If those are indeed the files the hackers got, that means they know all federal employees':
- birth dates
- gender and race
- Social Security numbers
- job and pay history
- military records and veterans' status
- health insurance, life insurance and pension information
We now know hackers also had access to thousands of investigative files for federal employees and contractors applying for security clearances. Those exhaustive investigations dig into employees' personal lives in excruciating detail and list pretty much every bad thing a person has done, from drugs and illegal activities to gambling and financial problems to relationship troubles.
But hackers possibly got access to all that in December, and it was reportedly discovered in April. The government told the public about it in June, when the story broke.
And when you get hacked, waiting to share the news is exactly what you're not supposed to do. That's according to ... the government itself.
Last year, Congress debated making federal guidelines requiring American companies to report customer data breaches (I know, it's tough to believe there aren't any already).
In a February 2014 hearing on the subject, senators blasted companies, such as Target and Neiman Marcus, for not telling customers right away there was a possibility that their credit card information had been hacked.
“The public notification is always vague; it is non-specific," Sen. Dianne Feinstein (D-Calif.) said.
Federal Trade Commission head Edith Ramirez even said in that hearing that there should be some kind of rule requiring prompt notification of a hack:
“Never has the need for legislation been greater. With reports of data breaches on the rise, and with a significant number of Americans suffering from identity theft, Congress needs to act.”
It appears the government didn't take its own advice.
It's not clear why the government waited to tell employees their information had been compromised. A Department of Homeland Security official told congressional staff it takes several weeks for officials to even understand what happened.
On Friday, Nakashima reported a U.S. official speaking on condition of anonymity said the government did tell employees in a prompt manner:
The administration timed its announcement last week to comply with its own policy, as reflected in proposed legislation, to notify individuals of a breach within 30 days of determining that there is a “reasonable basis to believe” that people’s personal information has been compromised, the U.S. official said.

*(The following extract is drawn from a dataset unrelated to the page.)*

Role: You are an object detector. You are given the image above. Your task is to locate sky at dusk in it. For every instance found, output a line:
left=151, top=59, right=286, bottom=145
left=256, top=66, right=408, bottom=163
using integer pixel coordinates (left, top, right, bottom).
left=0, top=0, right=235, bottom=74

But when hackers stole 40 million customer credit and debit cards from Target during the 2013 December holiday rush, the company waited a week before notifying customers -- and got in trouble from Congress for the delay.
When the government's December hack was made public last week, it said it had plans to "notify about 4 million current and former federal employees that their personal data may have been compromised."
The December hack was also the second time in 2014 that hackers breached sensitive government data on federal employees.
In March, Chinese hackers allegedly got access to similar personnel files, including security clearance information. The public found out about that hack when the story broke in July of last year.
There's been a push in Congress in recent years to make it a crime not to report major hacks ASAP. Rep. John Conyers (D-Mich.) has introduced the Cyber Privacy Fortification Act every year since 2012. It has yet to get a vote.
This post has been updated to reflect new information about the security breach.